Parents act strangely on parents’ day too, possibly because some see it as their one chance to understand their child’s daily life. I know that I’m not always the most communicative kid, and when my parents have asked me about my day, I’ve definitely delivered the vague “it was good” response. So, when parents over-enthusiastically participate without being asked, I really see the spur-of-the-moment weirdness as a strange attempt to connect with their child’s experience. Parents are usually just excited to be here and see what we do. Just like students and teachers feel pressure to perform, parents feel pressure to make the most of this experience.
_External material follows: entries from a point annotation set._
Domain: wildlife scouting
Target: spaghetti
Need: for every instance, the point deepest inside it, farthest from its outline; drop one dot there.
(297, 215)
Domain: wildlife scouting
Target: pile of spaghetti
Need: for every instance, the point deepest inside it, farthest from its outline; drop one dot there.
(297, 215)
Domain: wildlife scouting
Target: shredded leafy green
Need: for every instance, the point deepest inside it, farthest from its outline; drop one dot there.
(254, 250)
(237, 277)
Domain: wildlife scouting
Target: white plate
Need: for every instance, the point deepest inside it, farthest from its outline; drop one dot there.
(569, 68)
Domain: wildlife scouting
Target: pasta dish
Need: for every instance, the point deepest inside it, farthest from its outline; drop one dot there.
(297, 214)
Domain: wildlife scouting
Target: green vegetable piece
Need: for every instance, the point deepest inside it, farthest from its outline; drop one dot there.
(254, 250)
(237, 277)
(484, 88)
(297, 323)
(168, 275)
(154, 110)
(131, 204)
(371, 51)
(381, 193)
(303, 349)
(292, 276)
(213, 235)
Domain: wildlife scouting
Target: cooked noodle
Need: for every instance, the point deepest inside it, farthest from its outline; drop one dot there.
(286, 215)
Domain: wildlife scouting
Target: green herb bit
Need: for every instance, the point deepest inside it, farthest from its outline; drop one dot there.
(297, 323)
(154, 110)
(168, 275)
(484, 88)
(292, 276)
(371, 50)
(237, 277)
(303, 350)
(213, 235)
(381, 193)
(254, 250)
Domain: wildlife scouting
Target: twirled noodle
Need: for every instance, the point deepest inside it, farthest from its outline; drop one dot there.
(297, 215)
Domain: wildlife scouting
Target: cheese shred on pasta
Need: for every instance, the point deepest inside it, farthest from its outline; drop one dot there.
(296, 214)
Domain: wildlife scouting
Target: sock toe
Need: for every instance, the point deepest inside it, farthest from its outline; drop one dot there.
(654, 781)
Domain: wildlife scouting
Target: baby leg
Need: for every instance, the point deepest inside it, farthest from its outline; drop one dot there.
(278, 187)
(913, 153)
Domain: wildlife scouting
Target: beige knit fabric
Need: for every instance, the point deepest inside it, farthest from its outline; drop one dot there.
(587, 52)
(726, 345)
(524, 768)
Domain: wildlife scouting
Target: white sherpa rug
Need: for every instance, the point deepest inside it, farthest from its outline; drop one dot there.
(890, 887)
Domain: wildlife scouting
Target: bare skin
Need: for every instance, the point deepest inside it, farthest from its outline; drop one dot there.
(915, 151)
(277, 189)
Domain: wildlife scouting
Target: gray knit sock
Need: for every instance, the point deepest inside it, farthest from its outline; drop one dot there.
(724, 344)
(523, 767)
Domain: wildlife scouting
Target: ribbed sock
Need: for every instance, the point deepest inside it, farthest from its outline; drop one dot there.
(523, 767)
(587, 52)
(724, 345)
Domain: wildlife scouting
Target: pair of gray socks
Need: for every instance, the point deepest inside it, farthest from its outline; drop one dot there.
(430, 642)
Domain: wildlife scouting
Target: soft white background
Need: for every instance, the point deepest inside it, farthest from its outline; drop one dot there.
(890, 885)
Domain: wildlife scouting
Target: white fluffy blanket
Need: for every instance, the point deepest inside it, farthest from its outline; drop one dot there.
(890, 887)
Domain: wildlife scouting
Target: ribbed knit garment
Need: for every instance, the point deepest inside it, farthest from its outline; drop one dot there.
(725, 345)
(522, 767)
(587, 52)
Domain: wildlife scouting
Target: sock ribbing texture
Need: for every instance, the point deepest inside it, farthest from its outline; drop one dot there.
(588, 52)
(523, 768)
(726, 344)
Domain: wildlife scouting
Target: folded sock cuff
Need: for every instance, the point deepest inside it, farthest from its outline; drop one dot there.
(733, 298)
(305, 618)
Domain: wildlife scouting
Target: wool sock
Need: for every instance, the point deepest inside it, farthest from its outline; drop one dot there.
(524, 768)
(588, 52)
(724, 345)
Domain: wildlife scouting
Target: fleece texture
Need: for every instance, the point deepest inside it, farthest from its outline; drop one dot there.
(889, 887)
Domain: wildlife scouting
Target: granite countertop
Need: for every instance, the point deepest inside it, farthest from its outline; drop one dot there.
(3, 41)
My point is, parents’ day is fake because everyone feels a need to be perfect and, consequently, everyone is just weird. Ideally, I’d tell everyone to take a deep breath and just go through the day normally, but I know that quick-fix, vague solution won’t do much immediate good. Instead, I want to give the parents a simple message: don’t put too much weight into what you see today, good or bad. Use parents’ day as a data point rather than the full picture, and try to use the experience as a tool to better orient yourself to your child’s surroundings. Don’t rely on it for an accurate understanding; instead, check in with your child throughout the year to ask about what their experience is really like. And, students: in return, we should probably answer them with more than, “good.” If both sides agree to do their part in this dynamic, parents can gain a deeper understanding of what actually goes on here, and everyone can stress a little less about making parents’ day perfect.